Couples preparing to enter into marriage have long been able to draw up a pre-nuptial agreement, or pre-nup, to establish how assets should be shared in the event of a divorce.
While many people’s only knowledge of these agreements will come from American celebrity couples, such as Michael Douglas and Catherine Zeta-Jones, the practice of pre-nups has been gaining traction on this side of the Atlantic too.
At present however, pre-nuptial agreements are not legally enforceable. Though they can be used as guidelines in divorce settlements, an agreement is not strictly a legal document like a contract.
But this may change in the near future, as a committee of law reform advisers prepare an outline for a law to give pre-nuptials legal standing.
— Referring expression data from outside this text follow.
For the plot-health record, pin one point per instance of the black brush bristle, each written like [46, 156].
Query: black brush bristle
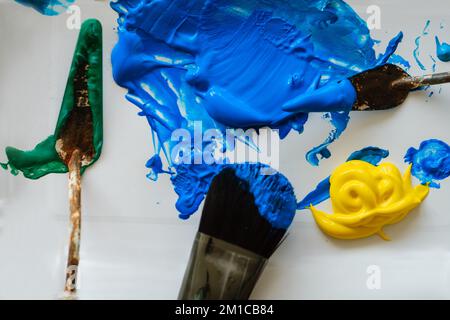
[230, 214]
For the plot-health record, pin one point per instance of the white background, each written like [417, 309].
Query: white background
[133, 244]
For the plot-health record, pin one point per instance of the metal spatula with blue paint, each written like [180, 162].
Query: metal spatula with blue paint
[384, 87]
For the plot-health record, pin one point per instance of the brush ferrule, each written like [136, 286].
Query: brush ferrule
[219, 270]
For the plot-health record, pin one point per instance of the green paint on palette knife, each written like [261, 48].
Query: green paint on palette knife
[44, 159]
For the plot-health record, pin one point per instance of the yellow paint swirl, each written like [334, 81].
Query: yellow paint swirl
[366, 198]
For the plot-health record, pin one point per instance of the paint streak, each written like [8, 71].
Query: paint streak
[372, 155]
[274, 195]
[431, 162]
[442, 50]
[47, 7]
[235, 64]
[44, 159]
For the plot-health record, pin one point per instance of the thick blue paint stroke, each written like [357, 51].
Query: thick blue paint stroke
[239, 64]
[321, 193]
[47, 7]
[442, 50]
[430, 162]
[274, 195]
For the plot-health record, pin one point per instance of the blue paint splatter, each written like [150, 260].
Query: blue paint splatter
[274, 195]
[430, 162]
[321, 193]
[239, 64]
[48, 7]
[442, 50]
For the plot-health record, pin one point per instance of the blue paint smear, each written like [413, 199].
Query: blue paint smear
[274, 195]
[431, 162]
[240, 64]
[416, 52]
[47, 7]
[442, 50]
[321, 193]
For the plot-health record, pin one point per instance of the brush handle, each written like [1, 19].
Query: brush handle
[218, 270]
[417, 82]
[73, 258]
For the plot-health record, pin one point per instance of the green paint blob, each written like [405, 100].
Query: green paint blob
[44, 159]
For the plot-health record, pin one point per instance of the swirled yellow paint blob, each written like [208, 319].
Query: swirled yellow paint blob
[366, 198]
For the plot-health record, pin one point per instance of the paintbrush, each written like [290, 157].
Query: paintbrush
[234, 241]
[75, 148]
[75, 143]
[388, 86]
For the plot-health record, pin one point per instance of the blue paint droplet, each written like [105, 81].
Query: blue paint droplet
[431, 162]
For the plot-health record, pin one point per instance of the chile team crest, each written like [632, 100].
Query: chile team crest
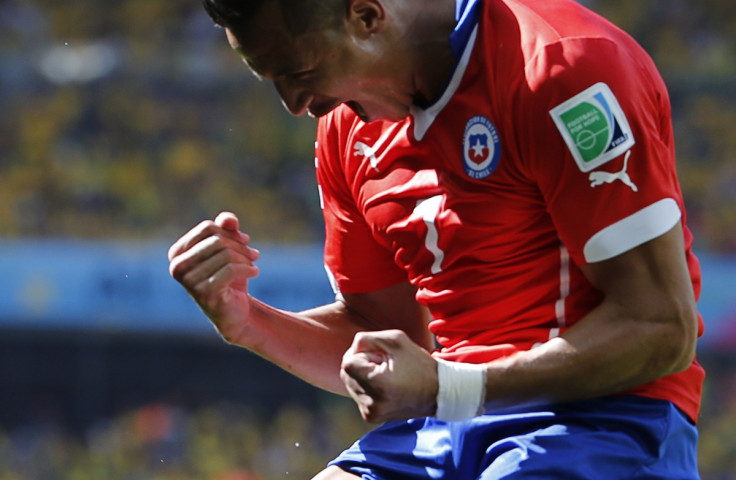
[481, 147]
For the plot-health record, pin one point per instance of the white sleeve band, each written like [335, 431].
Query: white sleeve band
[461, 390]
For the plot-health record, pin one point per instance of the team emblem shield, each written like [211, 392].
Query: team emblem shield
[481, 147]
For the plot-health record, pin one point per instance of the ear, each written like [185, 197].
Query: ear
[365, 17]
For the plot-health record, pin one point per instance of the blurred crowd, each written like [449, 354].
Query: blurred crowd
[161, 441]
[134, 119]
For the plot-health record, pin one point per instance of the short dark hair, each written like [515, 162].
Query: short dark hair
[299, 15]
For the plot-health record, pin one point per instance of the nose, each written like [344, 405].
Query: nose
[296, 100]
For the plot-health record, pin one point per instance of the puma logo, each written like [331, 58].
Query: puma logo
[364, 150]
[599, 178]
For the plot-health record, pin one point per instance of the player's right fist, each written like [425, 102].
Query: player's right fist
[213, 262]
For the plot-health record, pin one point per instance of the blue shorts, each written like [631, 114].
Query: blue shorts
[611, 438]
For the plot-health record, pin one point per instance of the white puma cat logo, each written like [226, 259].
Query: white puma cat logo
[362, 149]
[599, 178]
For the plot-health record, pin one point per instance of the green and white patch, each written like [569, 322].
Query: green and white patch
[594, 127]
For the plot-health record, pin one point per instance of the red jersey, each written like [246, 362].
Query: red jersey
[551, 148]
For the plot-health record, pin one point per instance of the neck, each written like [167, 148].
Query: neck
[428, 38]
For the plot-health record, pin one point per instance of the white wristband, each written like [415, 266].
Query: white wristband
[461, 390]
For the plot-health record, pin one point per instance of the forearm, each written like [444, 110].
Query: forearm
[308, 344]
[607, 352]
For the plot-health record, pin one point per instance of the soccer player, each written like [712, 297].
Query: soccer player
[506, 237]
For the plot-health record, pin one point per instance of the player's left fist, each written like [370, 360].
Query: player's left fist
[389, 376]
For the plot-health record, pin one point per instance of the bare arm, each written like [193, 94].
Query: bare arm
[214, 262]
[311, 344]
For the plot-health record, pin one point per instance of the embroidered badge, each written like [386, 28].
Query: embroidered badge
[481, 147]
[594, 127]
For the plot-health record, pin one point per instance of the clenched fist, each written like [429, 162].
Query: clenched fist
[213, 261]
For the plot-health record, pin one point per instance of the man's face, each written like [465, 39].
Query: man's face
[316, 71]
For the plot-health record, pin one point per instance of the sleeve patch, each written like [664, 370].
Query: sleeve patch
[593, 126]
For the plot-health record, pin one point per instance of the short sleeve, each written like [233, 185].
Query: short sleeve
[355, 261]
[599, 146]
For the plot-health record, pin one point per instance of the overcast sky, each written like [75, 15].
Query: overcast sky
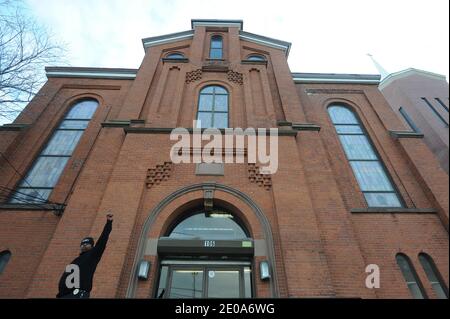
[326, 35]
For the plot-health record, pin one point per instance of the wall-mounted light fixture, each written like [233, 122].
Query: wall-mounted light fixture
[143, 269]
[264, 270]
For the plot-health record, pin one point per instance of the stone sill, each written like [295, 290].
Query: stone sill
[183, 60]
[382, 210]
[57, 209]
[13, 127]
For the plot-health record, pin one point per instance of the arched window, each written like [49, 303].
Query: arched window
[4, 258]
[213, 107]
[256, 57]
[47, 168]
[369, 171]
[213, 225]
[434, 276]
[411, 278]
[175, 56]
[216, 48]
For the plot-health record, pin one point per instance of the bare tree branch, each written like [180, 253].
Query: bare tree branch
[25, 49]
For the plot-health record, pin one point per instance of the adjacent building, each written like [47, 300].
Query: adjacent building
[420, 98]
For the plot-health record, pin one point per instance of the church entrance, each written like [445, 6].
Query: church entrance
[206, 254]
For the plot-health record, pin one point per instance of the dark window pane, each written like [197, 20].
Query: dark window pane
[223, 283]
[382, 200]
[205, 102]
[187, 283]
[342, 115]
[70, 124]
[162, 282]
[83, 110]
[248, 282]
[221, 103]
[205, 118]
[357, 147]
[28, 195]
[219, 90]
[220, 120]
[45, 172]
[371, 176]
[4, 258]
[216, 43]
[410, 276]
[256, 58]
[433, 276]
[215, 54]
[175, 56]
[208, 89]
[349, 129]
[62, 143]
[216, 225]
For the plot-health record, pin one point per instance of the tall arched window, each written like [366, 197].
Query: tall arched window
[216, 48]
[213, 225]
[213, 107]
[256, 57]
[366, 165]
[4, 258]
[434, 276]
[411, 278]
[175, 56]
[43, 175]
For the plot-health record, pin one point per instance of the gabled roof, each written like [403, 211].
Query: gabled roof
[217, 23]
[93, 73]
[336, 78]
[408, 72]
[247, 36]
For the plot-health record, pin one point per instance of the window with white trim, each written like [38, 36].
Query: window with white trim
[369, 171]
[43, 175]
[213, 107]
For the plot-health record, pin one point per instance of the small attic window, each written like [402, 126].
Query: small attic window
[175, 56]
[256, 57]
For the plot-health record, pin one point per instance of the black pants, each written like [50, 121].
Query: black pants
[81, 294]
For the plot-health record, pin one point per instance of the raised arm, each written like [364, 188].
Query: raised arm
[103, 239]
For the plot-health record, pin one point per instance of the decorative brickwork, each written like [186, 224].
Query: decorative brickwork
[193, 76]
[235, 77]
[262, 180]
[160, 173]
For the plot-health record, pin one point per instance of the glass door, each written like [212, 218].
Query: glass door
[205, 281]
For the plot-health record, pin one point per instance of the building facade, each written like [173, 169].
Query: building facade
[420, 98]
[354, 186]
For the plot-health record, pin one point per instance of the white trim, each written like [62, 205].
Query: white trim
[264, 42]
[90, 74]
[404, 73]
[151, 43]
[216, 24]
[166, 262]
[330, 80]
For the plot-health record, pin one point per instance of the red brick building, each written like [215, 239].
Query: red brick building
[420, 98]
[354, 185]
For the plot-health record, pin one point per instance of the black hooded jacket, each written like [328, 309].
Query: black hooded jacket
[87, 262]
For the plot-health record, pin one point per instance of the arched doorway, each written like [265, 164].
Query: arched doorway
[206, 254]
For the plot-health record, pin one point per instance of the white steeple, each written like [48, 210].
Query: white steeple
[380, 69]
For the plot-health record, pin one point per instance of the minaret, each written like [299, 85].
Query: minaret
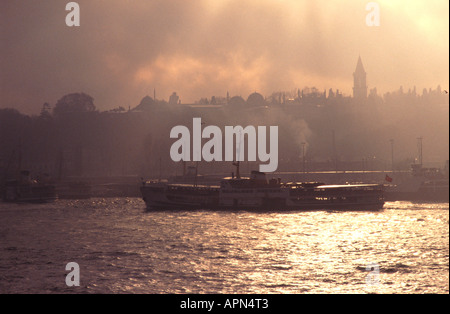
[359, 81]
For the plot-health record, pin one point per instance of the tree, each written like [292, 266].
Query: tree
[73, 104]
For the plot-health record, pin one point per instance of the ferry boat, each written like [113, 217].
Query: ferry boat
[421, 184]
[258, 193]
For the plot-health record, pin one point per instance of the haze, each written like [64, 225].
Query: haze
[125, 50]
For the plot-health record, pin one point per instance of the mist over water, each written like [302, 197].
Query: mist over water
[123, 249]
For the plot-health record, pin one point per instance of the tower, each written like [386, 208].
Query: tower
[359, 81]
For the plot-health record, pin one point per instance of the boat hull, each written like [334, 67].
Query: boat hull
[159, 198]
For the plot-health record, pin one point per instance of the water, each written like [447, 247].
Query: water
[120, 248]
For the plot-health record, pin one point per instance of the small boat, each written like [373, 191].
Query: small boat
[421, 184]
[26, 190]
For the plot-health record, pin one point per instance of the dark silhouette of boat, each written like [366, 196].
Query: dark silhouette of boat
[27, 190]
[258, 193]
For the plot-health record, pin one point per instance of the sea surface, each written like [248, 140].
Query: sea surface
[121, 248]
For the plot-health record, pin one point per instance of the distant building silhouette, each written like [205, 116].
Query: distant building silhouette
[359, 81]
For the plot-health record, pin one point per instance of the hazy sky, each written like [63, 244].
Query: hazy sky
[200, 48]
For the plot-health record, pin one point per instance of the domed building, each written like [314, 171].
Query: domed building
[236, 101]
[146, 104]
[256, 99]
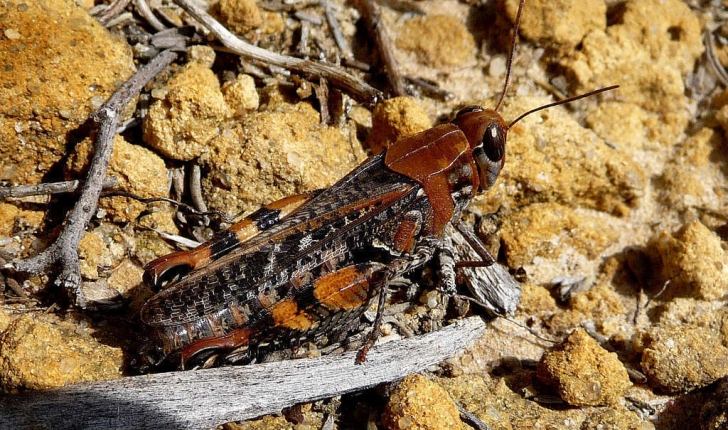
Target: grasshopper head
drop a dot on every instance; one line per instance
(486, 132)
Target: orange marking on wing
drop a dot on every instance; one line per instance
(345, 289)
(246, 228)
(286, 313)
(192, 259)
(404, 238)
(288, 204)
(229, 341)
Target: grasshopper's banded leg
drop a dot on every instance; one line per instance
(177, 264)
(336, 297)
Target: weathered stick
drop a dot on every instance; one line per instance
(208, 398)
(65, 249)
(50, 188)
(355, 87)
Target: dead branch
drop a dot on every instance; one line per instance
(114, 9)
(65, 248)
(50, 188)
(208, 398)
(373, 20)
(358, 89)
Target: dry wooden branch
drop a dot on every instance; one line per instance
(372, 19)
(65, 249)
(114, 9)
(357, 88)
(208, 398)
(50, 188)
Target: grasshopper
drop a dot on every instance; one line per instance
(306, 267)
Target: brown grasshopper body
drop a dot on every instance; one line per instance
(306, 267)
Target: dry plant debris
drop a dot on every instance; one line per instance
(623, 194)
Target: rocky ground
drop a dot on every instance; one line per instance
(615, 206)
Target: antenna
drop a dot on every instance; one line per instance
(511, 54)
(561, 102)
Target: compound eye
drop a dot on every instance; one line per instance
(469, 109)
(494, 142)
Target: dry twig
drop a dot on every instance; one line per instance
(210, 397)
(357, 88)
(372, 19)
(50, 188)
(65, 248)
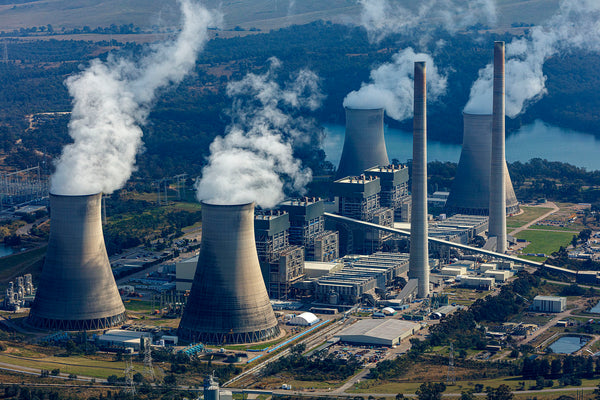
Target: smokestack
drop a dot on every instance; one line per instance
(497, 225)
(364, 143)
(228, 301)
(470, 193)
(77, 290)
(419, 253)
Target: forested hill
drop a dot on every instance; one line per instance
(186, 119)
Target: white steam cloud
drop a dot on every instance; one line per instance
(392, 87)
(112, 99)
(576, 25)
(255, 161)
(384, 17)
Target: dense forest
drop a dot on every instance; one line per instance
(186, 119)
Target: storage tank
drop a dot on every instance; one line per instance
(364, 143)
(228, 302)
(470, 193)
(77, 290)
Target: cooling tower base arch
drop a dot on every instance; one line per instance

A proposal on ‘Matrimonial Property, Needs and Agreements’ is expected this month from ministers.
Should the proposals come into law, the 250,000 couples who marry every year will have the ability to secure legally binding settlements before they commit. But some say the very idea of pre-nuptial agreements undermine the institution of marriage.
Though they are intended as a kind of safety net to prevent an unequal division of money and other assets in the event that the a split becomes necessary, the idea that a couple would deem it necessary to agree on these terms beforehand seems to indicate a lack of commitment from the beginning.
And many couples decline to make one for the same reason. Paul McCartney and Heather Mills did not draw up a pre-nuptial agreement – McCartney later said it would have been ‘unromantic’to do so. Mills was awarded £24 million when the couple’s four-year marriage ended.
When a document such as a will is (quite rightly) considered a legally binding statement of intent, pre-nuptials currently are upheld on a strictly optional basis, making them a fairly poor safety net. It’s only in 2010 that the Supreme Court officially ruled that they can be taken into account at all in the event of divorce.
This followed the case of Nicolas Granatino, who managed to get his divorce settlement reduced by 80% based on a pre-nup. In his ruling, the judge concluded, ‘It will be natural to infer that parties entering into agreements will intend that effect be given to them.’
It is in the spirit of this ruling that pre-nuptial documents are expected to be granted the authority they arguably deserve.
At present, over 40% of marriages in the UK end in divorce.